Distributed predicate computation on event stream


My question is actually a request for papers, articles, texts or books on the problem that I’m trying to solve on my work.

I’m working on a program that computes a predicate value (true or false) for a given object in a distributed system in which there is a stream of events that can change the object’s attributes and, consequentially, the predicate value. Whenever the predicate value changes, the program must send a notification about this change.

For example, consider that there is an object A which has an attribute called name and consider that there is a predicate P which is true when the object’s name is equal to Jhon. Each event in the stream has a timestamp and a value for the attribute name. So consider the following sequence of events:

e1 = { name: Jhon, timestamp: 1 } e2 = { name: Jhon, timestamp: 2 } e3 = { name: Peter, timestamp: 3 } e4 = { name: Doug, timestamp: 4 } e5 = { name: Jhon, timestamp: 5 } 

Now, the events don’t necessarily show up in the stream in the correct order and, even worst, there are multiple computers parallelly processing this stream of events. However, for simplicity, I’ll go further in this example considering only one computer.

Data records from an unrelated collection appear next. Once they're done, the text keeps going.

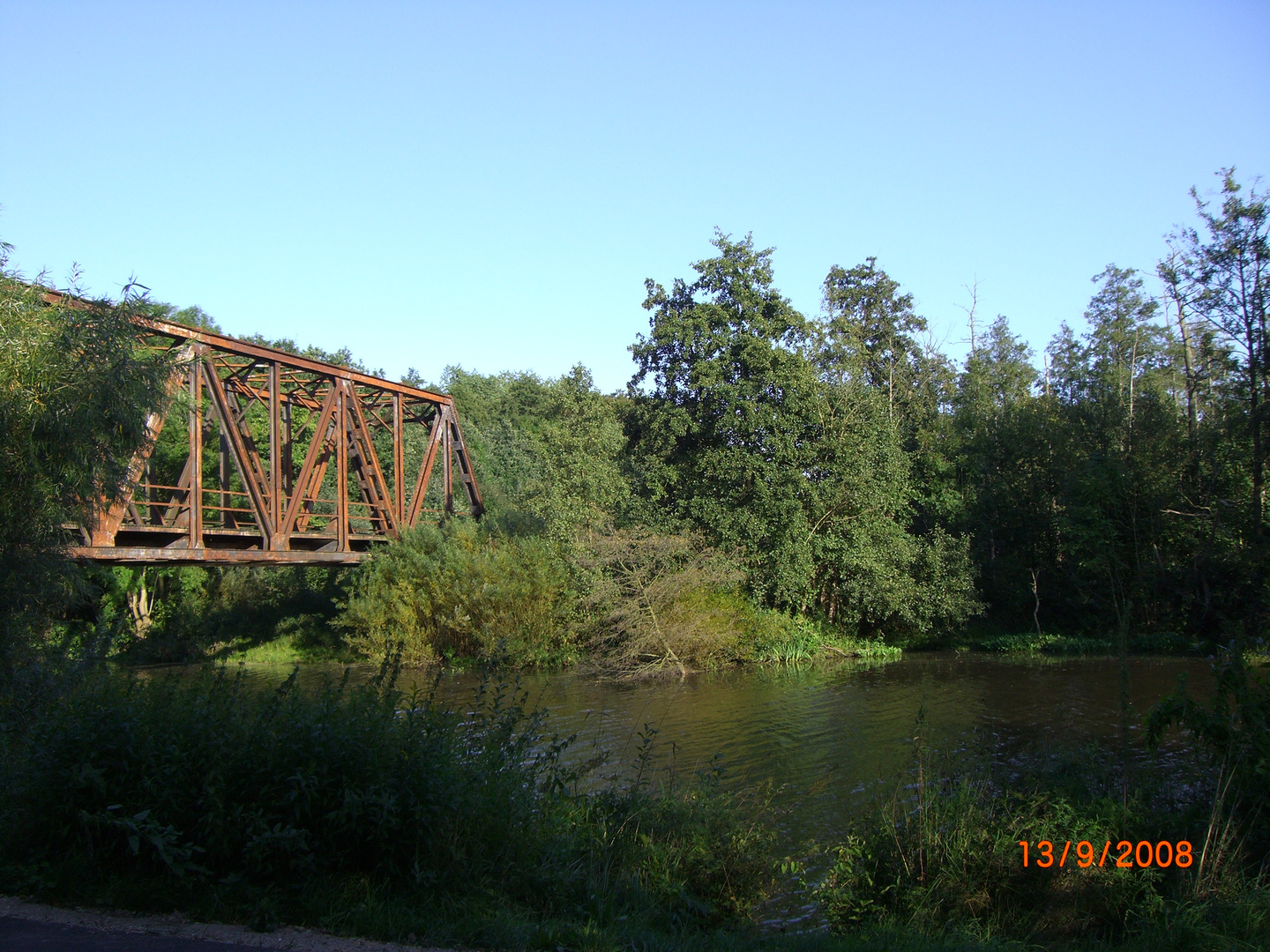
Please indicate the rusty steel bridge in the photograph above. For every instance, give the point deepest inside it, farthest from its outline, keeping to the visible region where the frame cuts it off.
(279, 458)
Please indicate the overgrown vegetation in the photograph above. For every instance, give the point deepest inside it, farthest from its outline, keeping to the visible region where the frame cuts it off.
(201, 792)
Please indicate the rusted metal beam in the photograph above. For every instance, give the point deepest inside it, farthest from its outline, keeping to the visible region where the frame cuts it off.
(247, 466)
(140, 555)
(347, 419)
(267, 353)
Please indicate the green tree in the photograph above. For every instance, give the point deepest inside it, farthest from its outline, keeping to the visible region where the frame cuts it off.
(782, 441)
(723, 435)
(75, 391)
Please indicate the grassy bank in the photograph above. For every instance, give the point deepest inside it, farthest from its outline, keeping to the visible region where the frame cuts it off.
(370, 813)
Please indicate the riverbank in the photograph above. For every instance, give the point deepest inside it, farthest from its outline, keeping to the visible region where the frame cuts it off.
(370, 813)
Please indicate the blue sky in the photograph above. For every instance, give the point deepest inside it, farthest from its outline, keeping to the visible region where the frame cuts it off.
(489, 185)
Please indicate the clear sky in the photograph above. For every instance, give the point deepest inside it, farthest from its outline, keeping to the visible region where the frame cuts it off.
(489, 185)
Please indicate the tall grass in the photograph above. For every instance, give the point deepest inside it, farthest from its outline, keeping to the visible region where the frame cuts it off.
(202, 792)
(941, 856)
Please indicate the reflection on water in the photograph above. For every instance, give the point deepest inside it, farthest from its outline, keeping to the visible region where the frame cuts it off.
(830, 736)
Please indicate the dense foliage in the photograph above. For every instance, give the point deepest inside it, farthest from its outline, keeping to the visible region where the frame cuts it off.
(274, 802)
(75, 398)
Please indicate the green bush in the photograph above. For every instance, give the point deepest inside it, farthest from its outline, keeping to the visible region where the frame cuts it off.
(202, 786)
(456, 591)
(943, 854)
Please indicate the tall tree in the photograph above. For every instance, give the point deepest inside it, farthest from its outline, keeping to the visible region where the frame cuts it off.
(1223, 274)
(75, 392)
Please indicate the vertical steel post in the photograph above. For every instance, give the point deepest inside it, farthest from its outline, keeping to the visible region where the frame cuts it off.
(398, 462)
(196, 452)
(342, 469)
(288, 462)
(446, 476)
(222, 476)
(274, 456)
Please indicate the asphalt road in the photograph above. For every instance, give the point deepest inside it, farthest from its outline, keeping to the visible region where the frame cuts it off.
(26, 936)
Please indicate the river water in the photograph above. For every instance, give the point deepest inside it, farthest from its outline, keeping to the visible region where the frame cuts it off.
(831, 738)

If the events arrive and are processed in the order described above, then the notifications sent should be:

P(A) = true when e1 arrives P(A) = false when e3 arrives P(A) = true when e5 arrives. 

That is the correct sequence of notifications. Now, imagine that the computer receives the events in the following order:

e1, e5, e2, e4, e3 

A naive algorithm which doesn’t consider the event’s timestamp would send an incorrect sequence of notifications:

P(A) = true when e1 arrives P(A) = false when e4 arrives 

The algorithm that I’m working on considers the timestamps and infers when a notification should have been sent but was not. So when e3 arrives it will notice that the notification P(A) = true for e5 was not sent. This feels a bit like reinventing the wheel, though I’m not aware of any reading about this problem. I would like some references to this problem or to something similar, like some papers dealing with this kind of problem.

The real problem is quite more complex since it involves storing the predicate $ \times$ object state in a database that works as a shared state between the computers processing the stream and I’m talking about thousands of events arriving per second so it’s not possible to keep all events stored in some database.